I lavoratori della fabbrica di ceramiche Cerámicas Caribe a Yaracuy hanno combattuto per il loro contratto collettivo per tre anni e hanno sconfitto un tentativo dei padroni di imporre un sindacato giallo. Ora sono passati al presidio dei cancelli della fabbrica perché sospettano che i proprietari vogliano portare via i macchinari e dichiarare fallimento, per distruggere il sindacato. Durante questa vertenza i lavoratori sono stati ignorati dagli ispettori del lavoro e dal rappresentante regionale del Ministero del Lavoro. Il presidente Chávez era già intervenuto nel conflitto più di un anno fa. Aveva dato istruzioni chiare che, se i padroni non avessero accettato le richieste dei lavoratori della fabbrica, bisognava espropriarli. Ma questo ordine non è stato attuato dalle autorità.
Tutti questi sono esempi delle divisioni esistenti all’interno del movimento bolivariano, tra gli operai rivoluzionari e i poveri da una parte e coloro che dichiarano ipocritamente lealtà verso Chavez e la rivoluzione bolivariana, ma che sono in realtà la quinta colonna della oligarchia all’interno del movimento, dall’altra. I nemici della rivoluzione sono l’oligarchia e l’imperialismo, ma anche quei burocrati e funzionari corrotti che bloccano l’iniziativa rivoluzionaria delle masse, snaturano le politiche proposte da Chavez e in genere vogliono mantenere il processo rivoluzionario saldamente entro i limiti del capitalismo.
La classe dominante controlla ancora le leve chiave dell’economia, che utilizza per sabotare la volontà democratica della maggioranza della popolazione, attraverso l’accaparramento, la speculazione, la fuga dei capitali e un blocco degli investimenti.

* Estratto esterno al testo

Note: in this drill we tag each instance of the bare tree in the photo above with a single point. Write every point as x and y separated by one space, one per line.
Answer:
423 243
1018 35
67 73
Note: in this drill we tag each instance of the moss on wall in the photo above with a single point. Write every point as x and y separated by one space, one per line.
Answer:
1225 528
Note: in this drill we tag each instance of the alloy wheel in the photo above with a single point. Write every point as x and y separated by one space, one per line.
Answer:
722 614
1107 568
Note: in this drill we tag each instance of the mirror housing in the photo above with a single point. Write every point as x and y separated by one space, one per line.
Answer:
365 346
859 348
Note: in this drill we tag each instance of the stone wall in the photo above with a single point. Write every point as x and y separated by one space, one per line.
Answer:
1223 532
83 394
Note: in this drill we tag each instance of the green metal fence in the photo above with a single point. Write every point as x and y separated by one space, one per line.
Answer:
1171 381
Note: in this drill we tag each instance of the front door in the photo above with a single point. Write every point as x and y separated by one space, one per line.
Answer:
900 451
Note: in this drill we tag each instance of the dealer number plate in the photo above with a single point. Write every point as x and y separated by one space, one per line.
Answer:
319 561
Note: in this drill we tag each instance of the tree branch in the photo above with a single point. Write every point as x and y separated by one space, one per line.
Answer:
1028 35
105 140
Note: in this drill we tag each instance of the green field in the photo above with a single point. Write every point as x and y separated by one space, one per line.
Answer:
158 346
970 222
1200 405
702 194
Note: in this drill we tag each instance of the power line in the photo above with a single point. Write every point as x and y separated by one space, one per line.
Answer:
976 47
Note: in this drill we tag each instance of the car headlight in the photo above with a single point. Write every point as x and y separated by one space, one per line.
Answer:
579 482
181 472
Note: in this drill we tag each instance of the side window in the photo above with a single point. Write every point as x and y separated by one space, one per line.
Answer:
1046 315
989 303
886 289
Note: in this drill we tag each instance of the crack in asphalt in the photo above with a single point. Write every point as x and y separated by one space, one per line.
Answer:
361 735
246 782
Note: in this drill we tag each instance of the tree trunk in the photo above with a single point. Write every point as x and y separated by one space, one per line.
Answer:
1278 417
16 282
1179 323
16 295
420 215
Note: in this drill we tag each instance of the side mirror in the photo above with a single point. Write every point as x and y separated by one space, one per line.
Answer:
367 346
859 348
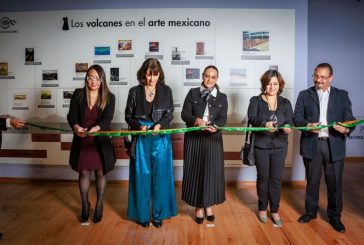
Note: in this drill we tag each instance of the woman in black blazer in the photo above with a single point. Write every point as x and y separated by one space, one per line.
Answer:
270 110
203 183
151 181
91 110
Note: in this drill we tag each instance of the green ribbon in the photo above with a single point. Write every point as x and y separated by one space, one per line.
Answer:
349 124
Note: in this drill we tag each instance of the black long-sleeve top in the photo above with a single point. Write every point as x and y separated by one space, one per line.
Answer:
259 114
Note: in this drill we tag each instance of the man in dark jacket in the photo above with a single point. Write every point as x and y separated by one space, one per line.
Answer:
7 123
323 149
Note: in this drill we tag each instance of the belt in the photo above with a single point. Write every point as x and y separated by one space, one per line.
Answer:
323 138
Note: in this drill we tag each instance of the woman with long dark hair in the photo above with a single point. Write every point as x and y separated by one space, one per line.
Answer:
91 110
203 183
151 182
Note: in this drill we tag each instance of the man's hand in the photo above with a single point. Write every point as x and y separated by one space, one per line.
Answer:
341 129
16 122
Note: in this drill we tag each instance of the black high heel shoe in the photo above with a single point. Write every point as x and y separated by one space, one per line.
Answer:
210 218
98 214
85 214
199 220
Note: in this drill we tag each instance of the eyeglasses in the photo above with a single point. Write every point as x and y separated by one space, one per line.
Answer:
316 77
153 73
208 76
91 79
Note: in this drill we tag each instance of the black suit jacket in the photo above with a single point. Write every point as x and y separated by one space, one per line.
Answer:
259 114
162 112
307 110
2 127
104 144
194 107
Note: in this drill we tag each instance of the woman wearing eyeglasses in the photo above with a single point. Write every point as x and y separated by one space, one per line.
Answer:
270 110
203 183
151 182
91 110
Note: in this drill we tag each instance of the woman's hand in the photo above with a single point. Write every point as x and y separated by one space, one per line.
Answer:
287 130
270 124
199 122
80 131
94 129
211 129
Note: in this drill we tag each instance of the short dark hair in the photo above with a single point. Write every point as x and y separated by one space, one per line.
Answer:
104 91
267 76
152 65
217 71
212 67
325 65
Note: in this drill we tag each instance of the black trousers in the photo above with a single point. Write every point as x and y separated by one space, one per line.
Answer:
333 178
269 163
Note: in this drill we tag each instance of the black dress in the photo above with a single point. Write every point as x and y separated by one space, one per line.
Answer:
203 182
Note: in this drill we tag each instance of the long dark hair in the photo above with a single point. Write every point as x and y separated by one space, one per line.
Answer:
267 76
154 66
217 72
104 91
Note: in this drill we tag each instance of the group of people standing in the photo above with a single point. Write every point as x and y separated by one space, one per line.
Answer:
150 107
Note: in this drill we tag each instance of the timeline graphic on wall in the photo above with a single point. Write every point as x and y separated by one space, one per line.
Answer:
44 61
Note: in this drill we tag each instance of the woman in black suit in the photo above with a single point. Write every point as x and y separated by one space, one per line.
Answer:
203 183
270 110
91 110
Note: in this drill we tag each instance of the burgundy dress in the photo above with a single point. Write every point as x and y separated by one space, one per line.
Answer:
89 156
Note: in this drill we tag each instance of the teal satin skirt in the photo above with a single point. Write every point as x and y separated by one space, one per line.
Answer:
151 181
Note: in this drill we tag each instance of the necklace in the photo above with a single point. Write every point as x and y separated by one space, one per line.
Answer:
273 117
151 91
274 106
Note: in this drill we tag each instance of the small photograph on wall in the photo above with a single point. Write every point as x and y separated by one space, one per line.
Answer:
200 48
192 73
257 41
20 101
237 77
176 55
102 50
29 54
205 50
81 67
67 94
46 95
32 56
50 75
153 47
46 99
114 74
4 68
180 55
125 45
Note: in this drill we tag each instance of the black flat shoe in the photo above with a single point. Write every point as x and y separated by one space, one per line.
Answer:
85 214
210 218
157 223
306 218
98 214
144 224
199 220
337 225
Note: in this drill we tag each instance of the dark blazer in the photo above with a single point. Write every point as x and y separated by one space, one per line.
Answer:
104 144
2 127
259 115
307 110
162 112
194 107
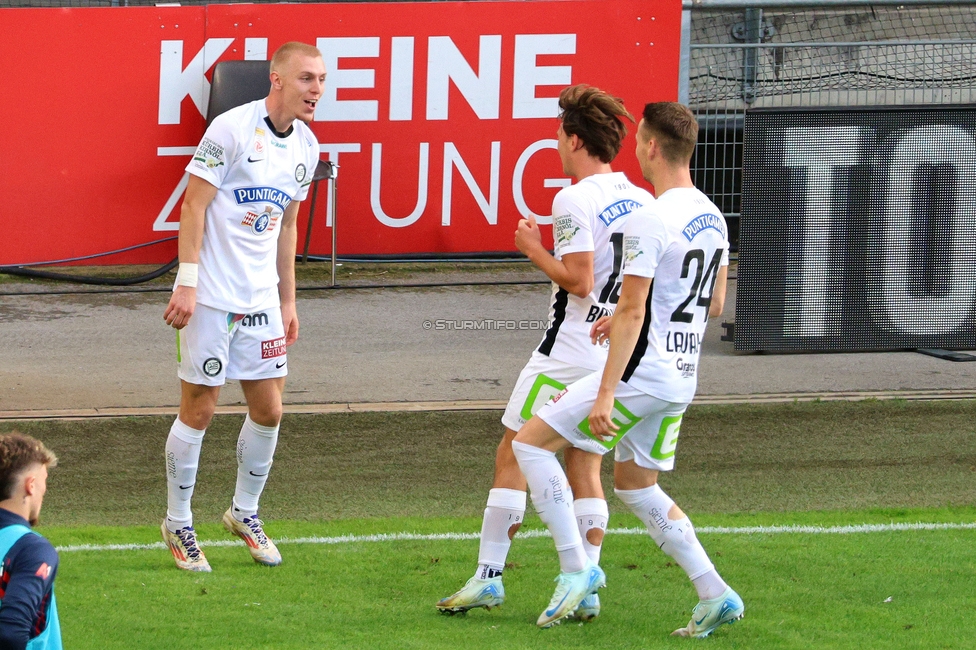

L’apparato statale, che rimane fondamentalmente quello di uno stato capitalista, resta un ostacolo al completamento della rivoluzione.
Nel luglio 2011 con le notizie sulla salute di Chavez, la classe dominante ha lanciato una campagna sulla necessità di una cosiddetta “transizione”. Lui rispose seccamente che “qui c’è solo una transizione che deve essere proposta , vale a dire l’accelerazione, il passaggio dal modo di produzione capitalistico, che sta distruggendo il pianeta, al modello socialista, che rappresenta la salvezza dell’umanità”.
Sta alla classe operaia rivoluzionaria del Venezuela assicurare che questo compito sia portato a termine, con l’espropriazione dell’oligarchia e la distruzione dello stato capitalista, per sostituirlo con la pianificazione democratica dell’economia e con nuove istituzioni rivoluzionarie basate sui consejos comunales, sulle milizie popolari e sui consigli operai socialisti. Le elezioni del 14 aprile saranno solo un momento di questa lotta.